Unsolved Problems Nov 17. 2017
Odds and Ends The Meanings of Unexpected Phenomena
Bioassays lead to identification of biologically important chemicals (serotonin, auxin), and synthesizing chemicals with analogous chemical structures reliably guides discovery of powerful drugs that either inhibit or exaggerate effects of the normal chemicals.
I) But you can't so confidently predict which structural analogs will block, versus which will magnify, effects of the biologically normal chemical. Replacing nitrogen atoms with sulfur, or replacing methyl groups with bromines, may produce inhibition of effects or strengthening, or no effects. You can't reliably predict which chemical analogs will have which effects. Researchers just randomly try out which synthetic analogs have what effects, by trial and error. Little or no invention is involved.
II) What kinds of discoveries should be patentable? What activities need to be incentivized?
III) In bird embryos, the hind limb begins with a single long bone (equivalent to the femur), followed by two parallel long bones (which then fuse side-to-side, to form the "tibiotarsus"), followed by three parallel long bones (which also fuse side-to-side, forming a bone named the "tarsometatarsus").
Why do these lateral fusions occur? Why don't birds simply form three long bones, end to end; that is what the end up with. Is anything gained by the fusions, or by starting with two parallel long bones, and then three parallel long bones? Also, why fuse? Why not use degeneration to get rid of one of the two, and two of the three? And why have scientists ceased even to wonder about this and other phenomena that would not have been predicted from any causal mechanism?
IV) Several researchers invented explanations based on causal mechanisms "not being able to help it", so to speak. For example, two collaborations between mathematicians and biologists guessed that more elliptical cross-sections somehow caused more parallel condensations. A prediction was that flattening the whole limb bud should have resulted in 4 or more parallel long cartilages. Another prediction was that molding hind limb buds so that their cross sections were circles, would have resulted in one row of single long bones. But no such predictions were confirmed.

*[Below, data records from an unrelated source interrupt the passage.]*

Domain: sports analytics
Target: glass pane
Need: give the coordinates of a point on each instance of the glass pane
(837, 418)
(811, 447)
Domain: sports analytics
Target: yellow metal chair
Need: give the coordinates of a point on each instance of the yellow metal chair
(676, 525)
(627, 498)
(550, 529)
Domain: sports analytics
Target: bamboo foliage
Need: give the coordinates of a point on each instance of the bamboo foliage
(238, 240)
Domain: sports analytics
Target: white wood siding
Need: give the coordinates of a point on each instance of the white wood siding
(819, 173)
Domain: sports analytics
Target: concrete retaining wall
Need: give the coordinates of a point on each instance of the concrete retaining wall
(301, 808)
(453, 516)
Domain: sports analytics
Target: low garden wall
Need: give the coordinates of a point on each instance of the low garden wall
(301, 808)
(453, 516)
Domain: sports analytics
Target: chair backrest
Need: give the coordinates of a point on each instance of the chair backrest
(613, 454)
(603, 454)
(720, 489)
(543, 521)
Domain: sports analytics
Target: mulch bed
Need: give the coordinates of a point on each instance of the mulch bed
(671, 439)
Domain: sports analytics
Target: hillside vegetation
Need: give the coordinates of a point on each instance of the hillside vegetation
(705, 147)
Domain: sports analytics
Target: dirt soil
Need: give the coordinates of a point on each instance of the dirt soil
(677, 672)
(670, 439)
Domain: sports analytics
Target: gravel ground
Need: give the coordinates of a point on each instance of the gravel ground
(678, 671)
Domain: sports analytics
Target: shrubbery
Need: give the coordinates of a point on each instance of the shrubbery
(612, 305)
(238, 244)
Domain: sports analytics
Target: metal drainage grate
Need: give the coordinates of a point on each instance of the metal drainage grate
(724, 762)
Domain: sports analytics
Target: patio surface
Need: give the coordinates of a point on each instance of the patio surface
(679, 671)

Please discuss your ideas about inherent limitations on what shapes can be produced.
And whether we can learn how mechanisms work by observing what they can't seem to accomplish.
The Wikipedia articles about the tibiotarsus and tarso-metatarsus say convergent evolution occurred, but don't say why more offspring will survive as a result of forming more leg bones than needed, and then fusing them side to side.

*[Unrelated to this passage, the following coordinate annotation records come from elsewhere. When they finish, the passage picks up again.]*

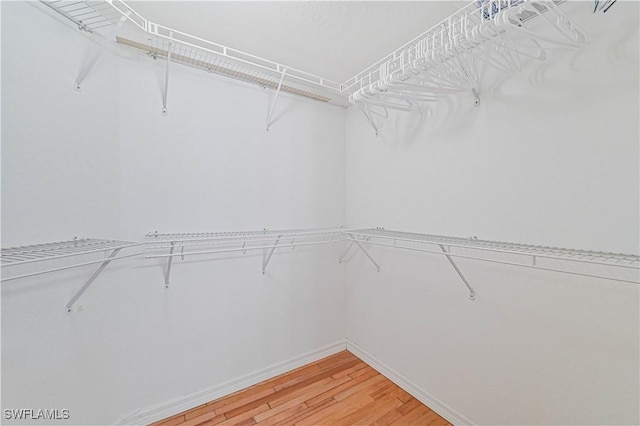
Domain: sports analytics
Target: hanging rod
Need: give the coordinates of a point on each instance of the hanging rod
(532, 252)
(27, 255)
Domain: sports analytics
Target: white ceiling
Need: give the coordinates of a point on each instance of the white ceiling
(332, 39)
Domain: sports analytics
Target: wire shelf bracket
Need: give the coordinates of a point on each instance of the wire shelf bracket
(528, 256)
(90, 281)
(15, 256)
(366, 253)
(160, 245)
(266, 260)
(98, 51)
(275, 100)
(165, 92)
(472, 294)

V) Please suggest as many as possible alternative mechanisms for causing embryonic cartilages to develop in particular locations, and then to elongate, or remain rounded.

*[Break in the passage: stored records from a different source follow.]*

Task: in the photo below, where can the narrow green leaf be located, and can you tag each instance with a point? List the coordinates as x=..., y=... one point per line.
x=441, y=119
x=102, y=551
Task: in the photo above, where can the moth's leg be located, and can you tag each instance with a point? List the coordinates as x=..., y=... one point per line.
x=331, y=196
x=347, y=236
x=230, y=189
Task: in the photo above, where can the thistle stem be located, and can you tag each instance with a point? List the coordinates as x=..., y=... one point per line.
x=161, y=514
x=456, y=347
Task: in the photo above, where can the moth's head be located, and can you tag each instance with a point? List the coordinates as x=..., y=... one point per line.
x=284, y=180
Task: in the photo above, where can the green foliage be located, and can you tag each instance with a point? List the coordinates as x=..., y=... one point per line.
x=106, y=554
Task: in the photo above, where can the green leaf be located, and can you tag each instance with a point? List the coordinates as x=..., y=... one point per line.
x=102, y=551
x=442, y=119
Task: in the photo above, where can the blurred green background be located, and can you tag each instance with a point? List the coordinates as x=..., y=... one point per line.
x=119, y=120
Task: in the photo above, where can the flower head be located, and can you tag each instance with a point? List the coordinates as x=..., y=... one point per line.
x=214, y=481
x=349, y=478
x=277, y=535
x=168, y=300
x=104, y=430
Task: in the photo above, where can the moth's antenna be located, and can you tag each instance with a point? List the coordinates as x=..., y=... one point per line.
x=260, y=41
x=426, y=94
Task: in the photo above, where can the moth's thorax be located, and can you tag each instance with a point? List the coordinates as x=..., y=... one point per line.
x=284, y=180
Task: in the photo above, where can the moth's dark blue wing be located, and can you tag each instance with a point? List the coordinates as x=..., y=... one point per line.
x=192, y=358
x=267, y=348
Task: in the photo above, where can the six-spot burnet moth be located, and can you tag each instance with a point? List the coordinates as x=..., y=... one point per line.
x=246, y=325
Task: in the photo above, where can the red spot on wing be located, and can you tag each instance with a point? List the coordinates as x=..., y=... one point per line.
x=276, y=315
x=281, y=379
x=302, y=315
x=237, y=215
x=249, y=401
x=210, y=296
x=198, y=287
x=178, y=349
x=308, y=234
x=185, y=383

By what experiments or other observations could you test which actual mechanisms embryos actually use?
Why do you suppose that somites form sequentially, one pair at a time, first in the neck, and then progressively rearward to the tip of the tail? Imagine that a researcher discovered some treatment that caused all the somites of an animal to form simultaneously: Would that observation disprove any category of mechanisms of somite formation? (Like, for example, the theory now most accepted!)